Having extracted £200m or so personally from the Daily and Sunday Express and the Daily Star he’s putting his Northern & Shell print empire up for sale (while characteristically emphasising that he’s sufficiently rich not to need to).
There have been talks apparently with Associated’s Lord Rothermere on the sale of the Express titles and Desmond will have noticed that lots of magazines (he owns Hello! and New! What a pity he never launched Old!) have been changing hands for decent money.
Last year he bought Channel 5 for what already looks like a bargainous £104m (his purchase coincided with the TV ad boom) and, although he’s already started to use print content in some shows on the station knows full well that this strand isn’t going to bring him the hundreds of millions a sale might do.
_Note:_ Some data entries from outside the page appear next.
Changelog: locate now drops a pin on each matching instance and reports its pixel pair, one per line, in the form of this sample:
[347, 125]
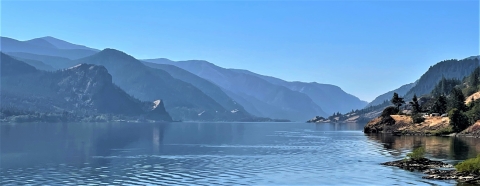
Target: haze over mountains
[191, 90]
[84, 89]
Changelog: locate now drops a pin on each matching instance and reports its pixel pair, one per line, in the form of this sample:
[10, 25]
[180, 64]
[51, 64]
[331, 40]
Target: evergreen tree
[440, 105]
[415, 105]
[458, 120]
[456, 100]
[397, 100]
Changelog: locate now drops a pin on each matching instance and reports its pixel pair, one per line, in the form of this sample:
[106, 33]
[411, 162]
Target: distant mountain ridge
[183, 100]
[330, 98]
[401, 91]
[82, 88]
[267, 99]
[207, 93]
[41, 47]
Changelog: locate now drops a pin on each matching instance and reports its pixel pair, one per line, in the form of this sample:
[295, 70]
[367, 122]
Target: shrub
[458, 120]
[417, 118]
[389, 111]
[443, 131]
[417, 154]
[471, 165]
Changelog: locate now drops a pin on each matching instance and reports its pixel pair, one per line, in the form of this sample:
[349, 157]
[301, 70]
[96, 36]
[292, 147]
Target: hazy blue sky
[365, 47]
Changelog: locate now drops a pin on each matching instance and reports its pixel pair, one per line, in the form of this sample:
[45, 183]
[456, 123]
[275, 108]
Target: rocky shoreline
[435, 170]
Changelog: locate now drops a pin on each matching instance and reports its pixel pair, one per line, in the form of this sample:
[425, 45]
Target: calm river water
[213, 154]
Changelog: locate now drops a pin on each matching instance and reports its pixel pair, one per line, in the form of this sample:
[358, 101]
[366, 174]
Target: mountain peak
[110, 52]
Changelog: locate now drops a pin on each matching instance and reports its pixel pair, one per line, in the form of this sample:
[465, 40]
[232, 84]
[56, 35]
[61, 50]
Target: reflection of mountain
[75, 143]
[436, 147]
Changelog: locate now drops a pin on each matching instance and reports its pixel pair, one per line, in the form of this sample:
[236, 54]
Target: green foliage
[471, 165]
[444, 86]
[474, 113]
[440, 105]
[443, 131]
[415, 106]
[458, 120]
[389, 111]
[417, 118]
[448, 69]
[397, 100]
[456, 100]
[417, 154]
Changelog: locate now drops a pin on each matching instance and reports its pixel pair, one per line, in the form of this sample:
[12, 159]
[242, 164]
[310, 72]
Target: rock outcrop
[403, 125]
[84, 89]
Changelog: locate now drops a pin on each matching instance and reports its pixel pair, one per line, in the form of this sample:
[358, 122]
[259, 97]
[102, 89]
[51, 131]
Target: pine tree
[456, 100]
[415, 105]
[440, 105]
[397, 101]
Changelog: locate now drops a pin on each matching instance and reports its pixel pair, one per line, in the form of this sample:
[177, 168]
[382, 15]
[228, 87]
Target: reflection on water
[446, 148]
[213, 153]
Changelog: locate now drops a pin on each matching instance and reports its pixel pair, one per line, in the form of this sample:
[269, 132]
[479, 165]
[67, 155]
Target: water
[213, 154]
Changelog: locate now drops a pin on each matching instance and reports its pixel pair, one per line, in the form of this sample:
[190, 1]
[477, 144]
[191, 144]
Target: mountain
[60, 44]
[264, 98]
[83, 88]
[53, 61]
[183, 100]
[42, 47]
[401, 91]
[205, 86]
[449, 69]
[330, 98]
[37, 64]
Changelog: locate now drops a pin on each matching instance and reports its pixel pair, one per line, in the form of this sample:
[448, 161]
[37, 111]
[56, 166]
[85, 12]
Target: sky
[365, 47]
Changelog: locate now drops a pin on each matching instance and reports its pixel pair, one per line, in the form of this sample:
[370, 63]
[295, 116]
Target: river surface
[213, 154]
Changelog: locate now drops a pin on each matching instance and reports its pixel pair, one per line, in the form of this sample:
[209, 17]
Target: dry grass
[430, 125]
[352, 119]
[475, 96]
[475, 128]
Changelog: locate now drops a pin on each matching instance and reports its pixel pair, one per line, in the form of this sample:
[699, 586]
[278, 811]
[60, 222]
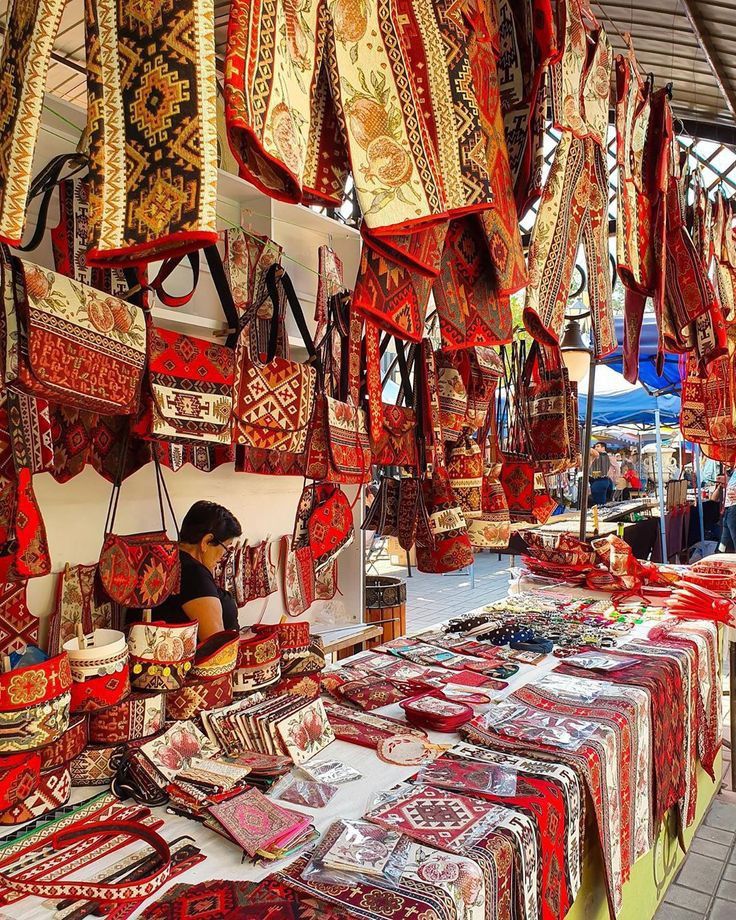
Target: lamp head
[575, 353]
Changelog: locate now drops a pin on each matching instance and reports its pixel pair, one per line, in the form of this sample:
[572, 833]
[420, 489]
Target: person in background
[601, 484]
[614, 468]
[632, 480]
[728, 522]
[206, 536]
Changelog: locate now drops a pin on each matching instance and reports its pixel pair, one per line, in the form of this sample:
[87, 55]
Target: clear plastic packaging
[361, 852]
[598, 661]
[519, 721]
[332, 772]
[303, 792]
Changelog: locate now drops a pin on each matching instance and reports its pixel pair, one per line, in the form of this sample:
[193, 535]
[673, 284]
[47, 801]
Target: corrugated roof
[664, 33]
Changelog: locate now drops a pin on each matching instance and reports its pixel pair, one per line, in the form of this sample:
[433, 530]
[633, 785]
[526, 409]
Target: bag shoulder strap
[224, 291]
[93, 891]
[274, 275]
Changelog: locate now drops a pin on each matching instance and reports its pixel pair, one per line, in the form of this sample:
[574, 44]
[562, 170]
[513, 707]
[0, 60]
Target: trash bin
[385, 600]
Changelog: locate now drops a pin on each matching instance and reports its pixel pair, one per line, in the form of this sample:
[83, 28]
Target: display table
[650, 876]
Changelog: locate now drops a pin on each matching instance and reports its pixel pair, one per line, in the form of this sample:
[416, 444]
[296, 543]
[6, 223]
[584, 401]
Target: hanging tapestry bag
[275, 396]
[140, 570]
[78, 346]
[161, 654]
[392, 426]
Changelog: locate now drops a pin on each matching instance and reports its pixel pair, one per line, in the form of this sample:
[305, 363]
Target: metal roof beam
[700, 31]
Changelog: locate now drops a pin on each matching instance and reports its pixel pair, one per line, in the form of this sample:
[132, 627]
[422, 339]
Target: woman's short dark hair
[209, 517]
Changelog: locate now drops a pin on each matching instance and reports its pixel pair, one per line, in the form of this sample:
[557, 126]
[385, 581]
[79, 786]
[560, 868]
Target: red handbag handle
[89, 891]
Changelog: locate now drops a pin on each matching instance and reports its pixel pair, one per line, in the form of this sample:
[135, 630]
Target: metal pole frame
[586, 451]
[660, 477]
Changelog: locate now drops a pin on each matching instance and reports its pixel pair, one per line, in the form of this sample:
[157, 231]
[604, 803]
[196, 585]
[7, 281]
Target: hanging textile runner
[153, 137]
[30, 32]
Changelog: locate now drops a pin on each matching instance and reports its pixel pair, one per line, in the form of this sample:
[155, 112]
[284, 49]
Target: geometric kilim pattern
[433, 816]
[18, 626]
[29, 36]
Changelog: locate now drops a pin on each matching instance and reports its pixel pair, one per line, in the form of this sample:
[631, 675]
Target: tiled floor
[433, 598]
[705, 887]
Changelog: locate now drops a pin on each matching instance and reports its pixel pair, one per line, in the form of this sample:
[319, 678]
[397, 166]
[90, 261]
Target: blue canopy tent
[636, 407]
[670, 380]
[615, 401]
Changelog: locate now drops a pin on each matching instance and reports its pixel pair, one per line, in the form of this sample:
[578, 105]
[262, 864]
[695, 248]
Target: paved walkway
[434, 598]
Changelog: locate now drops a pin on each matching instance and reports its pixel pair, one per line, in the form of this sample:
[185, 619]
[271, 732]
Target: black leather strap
[275, 275]
[44, 186]
[217, 271]
[167, 267]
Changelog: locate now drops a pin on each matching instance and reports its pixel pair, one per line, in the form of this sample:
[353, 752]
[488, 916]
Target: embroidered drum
[99, 670]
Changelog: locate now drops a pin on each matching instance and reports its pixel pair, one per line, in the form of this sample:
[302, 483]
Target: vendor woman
[207, 533]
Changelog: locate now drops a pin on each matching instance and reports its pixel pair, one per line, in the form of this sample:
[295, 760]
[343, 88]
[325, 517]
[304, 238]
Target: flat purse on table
[392, 426]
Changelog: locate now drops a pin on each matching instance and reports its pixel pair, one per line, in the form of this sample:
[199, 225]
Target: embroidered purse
[99, 668]
[259, 660]
[546, 402]
[78, 347]
[492, 530]
[453, 397]
[274, 398]
[330, 524]
[190, 390]
[450, 548]
[34, 704]
[161, 654]
[339, 448]
[139, 570]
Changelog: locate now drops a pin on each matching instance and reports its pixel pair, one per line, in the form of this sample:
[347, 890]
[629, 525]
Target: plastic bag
[303, 792]
[362, 852]
[333, 772]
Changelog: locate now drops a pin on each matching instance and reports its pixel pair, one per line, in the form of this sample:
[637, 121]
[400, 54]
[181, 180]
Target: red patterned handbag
[392, 427]
[78, 346]
[330, 524]
[339, 446]
[274, 396]
[190, 390]
[450, 548]
[140, 570]
[546, 401]
[453, 397]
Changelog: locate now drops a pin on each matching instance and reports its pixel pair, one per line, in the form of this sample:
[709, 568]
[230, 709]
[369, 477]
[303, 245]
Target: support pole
[699, 493]
[586, 452]
[731, 702]
[660, 477]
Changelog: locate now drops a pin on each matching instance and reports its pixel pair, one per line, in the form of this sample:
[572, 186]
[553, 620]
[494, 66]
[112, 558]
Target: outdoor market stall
[266, 255]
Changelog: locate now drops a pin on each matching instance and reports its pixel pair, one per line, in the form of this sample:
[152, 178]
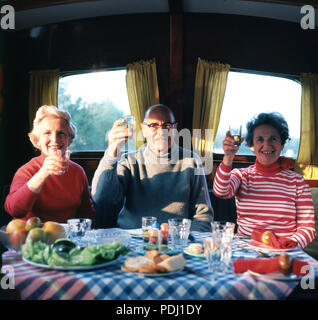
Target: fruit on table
[32, 222]
[266, 237]
[14, 225]
[17, 238]
[54, 231]
[37, 234]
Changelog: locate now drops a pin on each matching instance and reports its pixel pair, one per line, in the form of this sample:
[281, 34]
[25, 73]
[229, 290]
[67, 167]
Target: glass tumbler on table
[179, 230]
[236, 134]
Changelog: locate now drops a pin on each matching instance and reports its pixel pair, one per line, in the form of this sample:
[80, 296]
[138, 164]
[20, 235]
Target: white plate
[72, 268]
[197, 255]
[275, 276]
[155, 275]
[263, 247]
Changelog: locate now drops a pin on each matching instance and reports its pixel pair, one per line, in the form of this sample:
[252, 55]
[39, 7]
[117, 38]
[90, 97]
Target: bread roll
[173, 263]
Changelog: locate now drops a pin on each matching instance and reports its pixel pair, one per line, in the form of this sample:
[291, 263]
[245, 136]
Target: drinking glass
[225, 227]
[236, 134]
[130, 121]
[76, 228]
[179, 230]
[146, 224]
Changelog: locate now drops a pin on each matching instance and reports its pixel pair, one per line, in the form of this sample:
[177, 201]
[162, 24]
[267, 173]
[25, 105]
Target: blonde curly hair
[52, 112]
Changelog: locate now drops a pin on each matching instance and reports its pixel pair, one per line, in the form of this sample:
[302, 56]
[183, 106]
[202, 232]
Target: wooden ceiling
[173, 4]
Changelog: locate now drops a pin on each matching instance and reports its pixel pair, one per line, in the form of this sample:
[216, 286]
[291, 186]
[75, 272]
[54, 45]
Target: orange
[17, 238]
[15, 224]
[266, 237]
[53, 230]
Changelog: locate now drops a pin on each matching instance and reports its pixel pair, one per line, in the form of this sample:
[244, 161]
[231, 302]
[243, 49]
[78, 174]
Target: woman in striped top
[268, 195]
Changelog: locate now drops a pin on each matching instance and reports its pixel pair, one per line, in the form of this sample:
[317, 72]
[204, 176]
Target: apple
[17, 238]
[32, 222]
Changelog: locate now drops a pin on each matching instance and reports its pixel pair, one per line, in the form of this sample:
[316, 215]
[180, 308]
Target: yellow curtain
[43, 90]
[210, 85]
[307, 160]
[142, 89]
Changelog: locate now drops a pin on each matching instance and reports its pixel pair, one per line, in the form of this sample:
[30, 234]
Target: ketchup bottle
[154, 233]
[164, 231]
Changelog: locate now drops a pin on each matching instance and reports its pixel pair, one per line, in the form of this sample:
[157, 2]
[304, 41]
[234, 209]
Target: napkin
[267, 265]
[275, 241]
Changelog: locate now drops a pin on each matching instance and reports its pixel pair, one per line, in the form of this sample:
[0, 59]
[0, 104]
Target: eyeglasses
[155, 126]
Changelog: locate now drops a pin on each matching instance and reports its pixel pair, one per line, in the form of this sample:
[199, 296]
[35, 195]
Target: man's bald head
[160, 109]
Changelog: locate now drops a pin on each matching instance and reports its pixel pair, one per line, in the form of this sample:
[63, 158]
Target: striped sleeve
[305, 216]
[226, 181]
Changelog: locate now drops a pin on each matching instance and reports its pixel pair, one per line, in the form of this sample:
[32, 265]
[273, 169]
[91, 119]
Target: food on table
[36, 234]
[54, 231]
[196, 248]
[160, 248]
[285, 265]
[153, 262]
[266, 237]
[33, 222]
[63, 245]
[18, 231]
[17, 238]
[173, 263]
[49, 254]
[14, 225]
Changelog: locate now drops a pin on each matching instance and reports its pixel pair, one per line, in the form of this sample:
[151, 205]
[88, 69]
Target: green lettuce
[40, 252]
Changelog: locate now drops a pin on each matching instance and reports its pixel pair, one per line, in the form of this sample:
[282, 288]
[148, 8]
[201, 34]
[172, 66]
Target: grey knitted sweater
[142, 183]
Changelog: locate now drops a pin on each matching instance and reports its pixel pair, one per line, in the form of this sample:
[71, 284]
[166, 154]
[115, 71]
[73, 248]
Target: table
[111, 283]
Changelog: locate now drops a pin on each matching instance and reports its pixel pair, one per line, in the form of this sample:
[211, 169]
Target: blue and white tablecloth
[111, 283]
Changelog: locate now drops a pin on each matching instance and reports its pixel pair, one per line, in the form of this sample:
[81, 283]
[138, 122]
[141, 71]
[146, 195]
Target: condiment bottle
[164, 231]
[154, 235]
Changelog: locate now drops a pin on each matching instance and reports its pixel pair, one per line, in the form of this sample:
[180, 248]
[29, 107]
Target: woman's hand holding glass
[56, 163]
[122, 130]
[230, 148]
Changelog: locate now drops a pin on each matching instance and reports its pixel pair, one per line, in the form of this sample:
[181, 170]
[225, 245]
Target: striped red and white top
[280, 201]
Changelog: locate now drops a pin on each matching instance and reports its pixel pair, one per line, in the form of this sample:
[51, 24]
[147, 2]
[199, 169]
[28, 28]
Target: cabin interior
[72, 36]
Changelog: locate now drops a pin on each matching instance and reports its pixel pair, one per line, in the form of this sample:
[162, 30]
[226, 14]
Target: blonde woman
[50, 186]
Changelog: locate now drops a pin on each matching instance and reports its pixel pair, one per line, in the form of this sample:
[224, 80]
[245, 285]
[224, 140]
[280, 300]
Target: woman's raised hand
[229, 149]
[55, 164]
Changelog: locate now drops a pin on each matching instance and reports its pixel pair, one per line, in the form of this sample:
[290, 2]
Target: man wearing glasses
[160, 179]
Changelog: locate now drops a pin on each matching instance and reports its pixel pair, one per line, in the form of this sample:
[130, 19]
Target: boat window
[94, 100]
[249, 94]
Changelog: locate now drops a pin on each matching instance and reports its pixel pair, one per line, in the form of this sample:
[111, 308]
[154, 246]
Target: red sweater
[278, 200]
[61, 197]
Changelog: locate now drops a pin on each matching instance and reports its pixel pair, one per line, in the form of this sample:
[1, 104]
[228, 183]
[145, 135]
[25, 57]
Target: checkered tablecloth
[111, 283]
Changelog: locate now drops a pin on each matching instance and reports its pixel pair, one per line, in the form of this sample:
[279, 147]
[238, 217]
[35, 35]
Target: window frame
[88, 155]
[250, 159]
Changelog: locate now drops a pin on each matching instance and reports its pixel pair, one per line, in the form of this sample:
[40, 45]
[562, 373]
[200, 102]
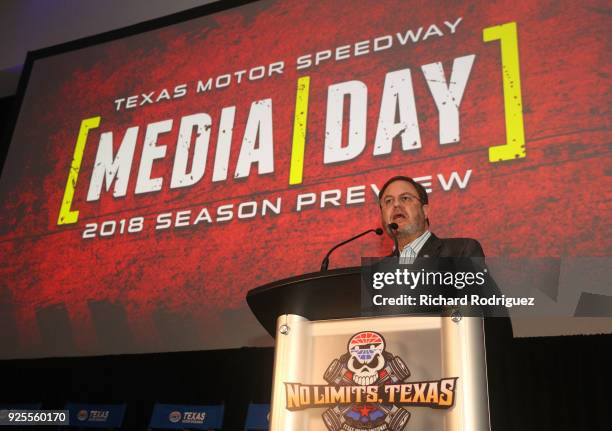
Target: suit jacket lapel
[431, 248]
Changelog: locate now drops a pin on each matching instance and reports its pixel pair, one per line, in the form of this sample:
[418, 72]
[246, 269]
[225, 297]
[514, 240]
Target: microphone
[393, 229]
[325, 262]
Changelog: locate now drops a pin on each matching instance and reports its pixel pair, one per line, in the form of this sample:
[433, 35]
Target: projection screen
[153, 179]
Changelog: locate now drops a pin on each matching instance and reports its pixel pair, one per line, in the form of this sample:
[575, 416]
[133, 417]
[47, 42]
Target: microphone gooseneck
[393, 229]
[325, 262]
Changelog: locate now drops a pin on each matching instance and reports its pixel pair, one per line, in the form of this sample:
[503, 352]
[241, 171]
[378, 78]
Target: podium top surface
[333, 294]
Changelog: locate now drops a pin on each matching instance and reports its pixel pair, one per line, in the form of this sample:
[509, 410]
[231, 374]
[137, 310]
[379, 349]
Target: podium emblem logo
[367, 389]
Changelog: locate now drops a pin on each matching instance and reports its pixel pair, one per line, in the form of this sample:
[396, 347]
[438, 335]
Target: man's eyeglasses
[406, 198]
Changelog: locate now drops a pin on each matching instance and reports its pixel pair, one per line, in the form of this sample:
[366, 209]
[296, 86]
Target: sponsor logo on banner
[367, 389]
[194, 417]
[174, 416]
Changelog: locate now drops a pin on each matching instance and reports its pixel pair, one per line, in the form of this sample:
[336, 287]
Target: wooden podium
[336, 369]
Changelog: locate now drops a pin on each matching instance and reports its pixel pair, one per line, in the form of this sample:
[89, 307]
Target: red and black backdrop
[152, 180]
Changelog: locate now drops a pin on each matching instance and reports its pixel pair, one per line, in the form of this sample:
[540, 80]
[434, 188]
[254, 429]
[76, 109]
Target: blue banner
[96, 415]
[258, 417]
[175, 416]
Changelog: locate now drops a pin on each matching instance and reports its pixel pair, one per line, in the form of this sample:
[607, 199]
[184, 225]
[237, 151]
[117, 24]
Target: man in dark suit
[405, 202]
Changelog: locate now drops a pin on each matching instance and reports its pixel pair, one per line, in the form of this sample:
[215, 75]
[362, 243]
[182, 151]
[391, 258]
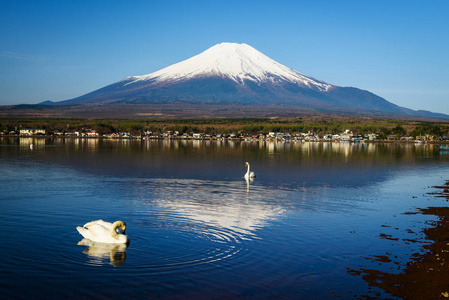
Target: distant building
[32, 131]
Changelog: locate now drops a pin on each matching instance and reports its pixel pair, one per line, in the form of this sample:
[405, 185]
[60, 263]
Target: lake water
[197, 228]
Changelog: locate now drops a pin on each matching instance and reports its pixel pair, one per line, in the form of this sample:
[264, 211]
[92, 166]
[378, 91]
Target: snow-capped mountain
[239, 75]
[238, 62]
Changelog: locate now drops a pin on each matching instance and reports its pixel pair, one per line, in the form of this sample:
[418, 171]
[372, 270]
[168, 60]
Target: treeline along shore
[310, 128]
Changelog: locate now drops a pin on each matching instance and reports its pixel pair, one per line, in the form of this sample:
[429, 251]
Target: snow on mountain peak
[239, 62]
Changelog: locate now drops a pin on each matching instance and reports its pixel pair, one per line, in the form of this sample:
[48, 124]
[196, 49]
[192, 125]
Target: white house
[32, 131]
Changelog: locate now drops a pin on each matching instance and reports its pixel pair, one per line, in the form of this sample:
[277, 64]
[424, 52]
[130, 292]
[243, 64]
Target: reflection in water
[101, 252]
[225, 208]
[248, 182]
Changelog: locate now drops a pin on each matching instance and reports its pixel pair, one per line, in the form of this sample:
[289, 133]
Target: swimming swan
[104, 232]
[248, 173]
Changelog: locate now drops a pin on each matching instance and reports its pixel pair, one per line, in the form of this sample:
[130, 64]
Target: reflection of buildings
[99, 252]
[36, 142]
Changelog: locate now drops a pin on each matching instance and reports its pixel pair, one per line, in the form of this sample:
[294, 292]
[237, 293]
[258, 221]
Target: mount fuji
[239, 75]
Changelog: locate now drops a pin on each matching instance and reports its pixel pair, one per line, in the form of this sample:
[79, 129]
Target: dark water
[197, 228]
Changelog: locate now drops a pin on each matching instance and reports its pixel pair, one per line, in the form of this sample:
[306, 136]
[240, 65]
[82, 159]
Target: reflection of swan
[115, 252]
[248, 173]
[104, 232]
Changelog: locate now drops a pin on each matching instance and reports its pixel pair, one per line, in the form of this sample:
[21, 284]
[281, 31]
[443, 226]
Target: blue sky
[57, 50]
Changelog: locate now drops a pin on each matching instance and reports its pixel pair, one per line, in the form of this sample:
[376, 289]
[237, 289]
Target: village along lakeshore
[335, 209]
[250, 129]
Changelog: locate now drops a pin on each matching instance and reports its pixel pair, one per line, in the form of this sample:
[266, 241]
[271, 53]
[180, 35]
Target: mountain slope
[237, 74]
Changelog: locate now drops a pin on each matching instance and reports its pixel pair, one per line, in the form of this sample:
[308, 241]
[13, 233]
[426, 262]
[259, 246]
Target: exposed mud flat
[426, 275]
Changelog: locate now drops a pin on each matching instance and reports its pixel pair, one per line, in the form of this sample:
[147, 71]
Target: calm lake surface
[197, 228]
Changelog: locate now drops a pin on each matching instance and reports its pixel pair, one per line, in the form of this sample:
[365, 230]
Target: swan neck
[114, 227]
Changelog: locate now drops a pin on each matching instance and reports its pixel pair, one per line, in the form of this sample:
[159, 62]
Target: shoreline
[425, 275]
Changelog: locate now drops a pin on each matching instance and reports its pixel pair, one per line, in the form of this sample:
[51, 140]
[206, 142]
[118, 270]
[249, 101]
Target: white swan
[248, 173]
[104, 232]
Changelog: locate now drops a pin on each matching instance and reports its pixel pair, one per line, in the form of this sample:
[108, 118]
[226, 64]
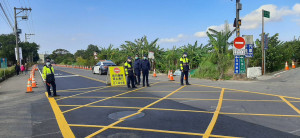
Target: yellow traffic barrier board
[116, 75]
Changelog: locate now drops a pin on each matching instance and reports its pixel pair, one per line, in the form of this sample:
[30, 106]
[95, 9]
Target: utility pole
[263, 47]
[27, 36]
[238, 8]
[16, 28]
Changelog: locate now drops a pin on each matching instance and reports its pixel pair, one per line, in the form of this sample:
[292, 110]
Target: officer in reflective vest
[145, 66]
[184, 67]
[137, 70]
[48, 76]
[129, 72]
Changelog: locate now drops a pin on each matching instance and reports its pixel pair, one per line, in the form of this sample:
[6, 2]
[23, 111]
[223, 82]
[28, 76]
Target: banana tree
[219, 41]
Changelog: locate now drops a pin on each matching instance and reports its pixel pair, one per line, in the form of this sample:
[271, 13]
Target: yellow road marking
[215, 117]
[84, 76]
[248, 91]
[105, 99]
[126, 117]
[291, 105]
[150, 130]
[273, 115]
[79, 89]
[193, 99]
[182, 110]
[82, 93]
[61, 121]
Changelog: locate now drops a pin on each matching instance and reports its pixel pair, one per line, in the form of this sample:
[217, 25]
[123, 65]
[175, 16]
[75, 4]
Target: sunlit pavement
[89, 108]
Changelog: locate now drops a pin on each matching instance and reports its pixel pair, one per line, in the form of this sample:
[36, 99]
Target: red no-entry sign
[239, 42]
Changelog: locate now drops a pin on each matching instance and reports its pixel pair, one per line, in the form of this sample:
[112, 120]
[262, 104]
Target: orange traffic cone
[293, 65]
[171, 76]
[154, 73]
[29, 88]
[30, 76]
[33, 83]
[286, 66]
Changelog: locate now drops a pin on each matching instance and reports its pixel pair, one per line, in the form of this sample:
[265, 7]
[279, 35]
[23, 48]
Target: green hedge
[10, 71]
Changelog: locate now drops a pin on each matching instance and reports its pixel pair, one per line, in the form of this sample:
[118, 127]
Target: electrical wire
[7, 19]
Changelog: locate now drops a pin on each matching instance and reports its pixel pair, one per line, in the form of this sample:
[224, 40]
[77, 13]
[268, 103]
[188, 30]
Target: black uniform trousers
[138, 76]
[48, 84]
[130, 79]
[186, 74]
[145, 76]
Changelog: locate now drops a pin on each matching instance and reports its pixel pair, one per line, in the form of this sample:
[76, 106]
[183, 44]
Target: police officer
[137, 70]
[48, 76]
[145, 66]
[129, 72]
[184, 67]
It’s hard to know exactly where the money comes from in his print empire (or even if there’s quite as much as he says there is). But a diet of ferocious cost-cutting seems to have produced reasonable returns from the national titles, especially the red top Daily Star. OK! makes money and New! got off to an OK start. Celebrity, though, may be losing its appeal at last.
Decades ago Ruper Murdoch predicted that the UK newspaper industry would eventually boil down to just two groups, his own News International, publisher of the Sun, the News of the World, The Times and the Sunday Times and Associated, publisher of the Daily Mail, Mail on Sunday and (in those days) the London Evening Standard.
For once Rupert wasn’t right. The Mirror (then Daily Mirror) hangs in there, as do owner Trinity Mirror’s Sunday Mirror and Sunday People. The Guardian is still with us (just) and, thanks to Dessie, so are the Express titles and Star.
Murdoch reckoned his Sun and News of the World would see off the Trinity Mirror titles while his Times, backed with a hugely-expensive price-cutting campaign, would see off the Guardian (if he ever thought about it) and certainly his enemy number one the Daily Telegraph.
But, under the wealthy Barclay brothers, the Telegraph has thrived, making more than £50m in 2010.
Murdoch may even have fantasised about The Times taking out the Financial Times, but he’s had to buy the Wall Street Journal to try to do that (and is no nearer succeeding).
Murdoch would have no interest in the Express titles but he would like to buy the Daily Star, if only to close it.
Which is exactly what Associated would do to the Daily and Sunday Expresses if it got the chance, finally bringing to a close the century-long struggle for middle market domination between Associated’s Harmsworth clan and the Beaverbrook family-founded Express titles.
A soaraway Sun incorporating the Daily Star might put on 800,000 copies (there’s no guarantee about these things of course) and the Daily Mail might gain 600,000 Express copies (its chances would be rather better because there are only two mid-market dailies).
The question is, what are these circulation-boosting titles worth?
That depends on whether there are any potential buyers outside Murdoch and Rothermere. A private equity company might have a crack at them.
Or Desmond might change his mind and not sell. But to trouser about £1bn or maybe even more out of a declining industry in a little over ten years is the kind of result that would appeal to the combative but always pragmatic North London tycoon.